Mears will look to grow its development arm in anticipation of fewer public sector maintenance contract renewals in the next 12 months, its half-year results have revealed.
The firm increased pre-tax profit 4 per cent to £19m for the six months to 30 June 2018, up from £18.3m in the same period of 2017.
Revenue for the period stood at £435.3m, down 8 per cent compared with the £470.8m posted in H1 2017.
The company’s maintenance arm drove much of this revenue in the first half, bringing in £292.9m over the six months.
Mears said it had responded to housing market growth by developing its housebuilding capabilities to widen its focus beyond responsive and planned maintenance work.
The firm added that, while it did not see itself as a property developer, an increasing number of contracts required a broader offering of services.
As an example of its broader offering, Mears cited its appointment as preferred bidder for a £110m contract to build four care homes under a design, build, finance and operate (DBFO) model.

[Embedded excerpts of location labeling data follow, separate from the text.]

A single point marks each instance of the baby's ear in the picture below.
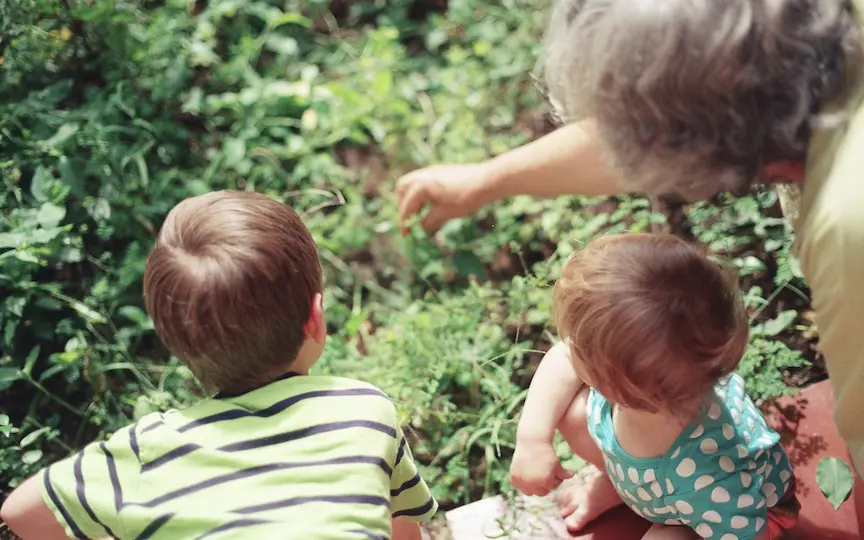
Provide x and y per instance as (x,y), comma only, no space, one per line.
(316,326)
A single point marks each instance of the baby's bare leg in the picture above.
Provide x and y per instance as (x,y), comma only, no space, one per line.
(591,493)
(667,532)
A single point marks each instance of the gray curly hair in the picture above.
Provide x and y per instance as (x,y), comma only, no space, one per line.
(694,97)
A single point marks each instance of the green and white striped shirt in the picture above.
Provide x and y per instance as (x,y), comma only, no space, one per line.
(304,457)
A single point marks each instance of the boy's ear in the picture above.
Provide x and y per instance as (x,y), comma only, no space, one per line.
(316,327)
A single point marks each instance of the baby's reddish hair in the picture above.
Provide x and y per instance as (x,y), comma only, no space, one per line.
(651,322)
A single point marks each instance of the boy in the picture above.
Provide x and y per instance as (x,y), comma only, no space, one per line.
(234,289)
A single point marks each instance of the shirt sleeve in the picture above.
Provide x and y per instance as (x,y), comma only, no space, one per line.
(831,236)
(85,490)
(410,497)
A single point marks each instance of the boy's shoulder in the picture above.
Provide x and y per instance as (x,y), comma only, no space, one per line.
(326,391)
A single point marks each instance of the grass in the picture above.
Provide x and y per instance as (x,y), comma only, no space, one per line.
(111,112)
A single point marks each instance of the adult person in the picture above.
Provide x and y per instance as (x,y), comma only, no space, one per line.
(694,98)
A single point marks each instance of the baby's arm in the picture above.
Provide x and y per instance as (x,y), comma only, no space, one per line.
(27,515)
(536,469)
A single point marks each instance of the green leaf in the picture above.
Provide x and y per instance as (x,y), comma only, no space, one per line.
(468,264)
(63,134)
(235,150)
(291,18)
(50,215)
(88,313)
(9,376)
(776,325)
(31,456)
(134,314)
(41,183)
(26,256)
(281,44)
(31,361)
(31,437)
(835,480)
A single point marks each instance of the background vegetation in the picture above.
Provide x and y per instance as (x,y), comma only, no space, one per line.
(112,111)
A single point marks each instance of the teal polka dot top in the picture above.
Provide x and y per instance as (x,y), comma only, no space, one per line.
(720,477)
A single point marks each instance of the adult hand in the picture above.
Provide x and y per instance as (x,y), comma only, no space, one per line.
(535,469)
(451,190)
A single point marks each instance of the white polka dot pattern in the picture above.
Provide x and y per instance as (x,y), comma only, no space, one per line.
(718,478)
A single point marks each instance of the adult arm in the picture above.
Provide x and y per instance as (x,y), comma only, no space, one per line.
(570,160)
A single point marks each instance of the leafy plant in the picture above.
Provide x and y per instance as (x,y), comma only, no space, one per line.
(835,480)
(112,112)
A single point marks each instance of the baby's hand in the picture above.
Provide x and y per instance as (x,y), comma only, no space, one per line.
(536,469)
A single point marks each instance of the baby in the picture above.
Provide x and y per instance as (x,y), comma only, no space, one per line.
(643,388)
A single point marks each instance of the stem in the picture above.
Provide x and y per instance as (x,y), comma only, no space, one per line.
(63,403)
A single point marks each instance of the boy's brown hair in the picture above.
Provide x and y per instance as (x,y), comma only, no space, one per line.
(651,322)
(230,285)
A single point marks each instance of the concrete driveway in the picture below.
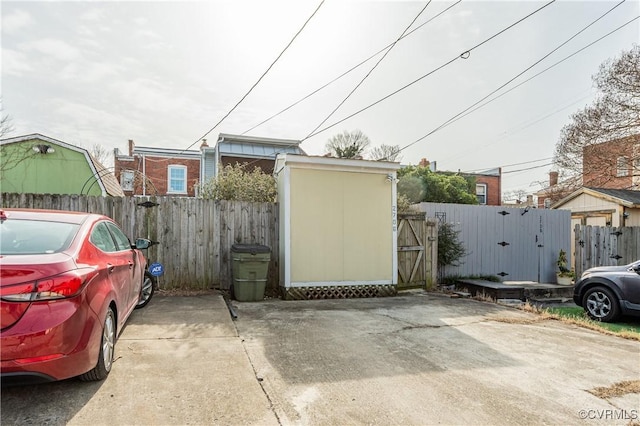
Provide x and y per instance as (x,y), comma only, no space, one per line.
(417,358)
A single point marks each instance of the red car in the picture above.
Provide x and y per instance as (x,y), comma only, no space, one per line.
(68,283)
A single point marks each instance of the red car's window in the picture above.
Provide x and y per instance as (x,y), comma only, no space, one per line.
(101,238)
(121,239)
(19,236)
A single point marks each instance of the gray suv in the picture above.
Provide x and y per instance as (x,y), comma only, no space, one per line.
(607,292)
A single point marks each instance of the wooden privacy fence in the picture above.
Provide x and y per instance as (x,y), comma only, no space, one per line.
(516,244)
(195,235)
(417,251)
(605,246)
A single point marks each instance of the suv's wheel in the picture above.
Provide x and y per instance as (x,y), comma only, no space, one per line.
(601,304)
(105,355)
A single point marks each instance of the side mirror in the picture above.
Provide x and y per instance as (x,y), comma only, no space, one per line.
(142,243)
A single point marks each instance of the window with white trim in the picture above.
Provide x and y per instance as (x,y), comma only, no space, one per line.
(126,180)
(481,193)
(177,183)
(622,168)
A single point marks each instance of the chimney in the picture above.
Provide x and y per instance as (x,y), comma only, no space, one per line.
(530,200)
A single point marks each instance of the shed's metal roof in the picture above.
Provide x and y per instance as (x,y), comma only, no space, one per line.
(622,194)
(244,149)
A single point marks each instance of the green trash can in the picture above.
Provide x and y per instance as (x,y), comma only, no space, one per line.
(250,267)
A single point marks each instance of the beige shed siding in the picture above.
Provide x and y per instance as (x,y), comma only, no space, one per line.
(328,245)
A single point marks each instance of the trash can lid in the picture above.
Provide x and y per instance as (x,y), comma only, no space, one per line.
(250,248)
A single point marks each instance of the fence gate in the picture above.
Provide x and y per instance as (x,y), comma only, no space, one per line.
(417,251)
(605,246)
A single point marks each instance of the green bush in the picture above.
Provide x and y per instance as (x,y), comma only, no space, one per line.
(238,184)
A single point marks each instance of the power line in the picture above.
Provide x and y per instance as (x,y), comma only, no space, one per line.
(541,72)
(348,71)
(528,168)
(261,77)
(519,128)
(463,55)
(510,165)
(511,80)
(371,70)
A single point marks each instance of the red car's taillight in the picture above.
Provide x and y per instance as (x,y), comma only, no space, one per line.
(57,287)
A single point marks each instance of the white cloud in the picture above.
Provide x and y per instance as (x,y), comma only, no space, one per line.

The contract comprises £50m for the design-and-build component, to be completed in 2019/20, around £50m for housing management and maintenance over a 50-year period, and £10m for care provision over an initial 10-year period.
Mears said it anticipated a “good pipeline” of DBFO opportunities with local authorities looking to boost their assisted living and care facilities.
However, housing maintenance growth was expected to be low, as most work was secured through public procurement and there were no existing contracts up for renewal over the next 18 months.
The company said its smallest but fastest-growing division was housing development, driven by the shortage of affordable housing.
Its development arm’s work followed either a contracting model or a joint venture model, the firm added.
Last month Mears was forced to call a general meeting after a shareholder called for the removal of chairman Bob Holt.
Mears subsequently announced that Mr Holt would not seek re-appointment at the next AGM in June 2019.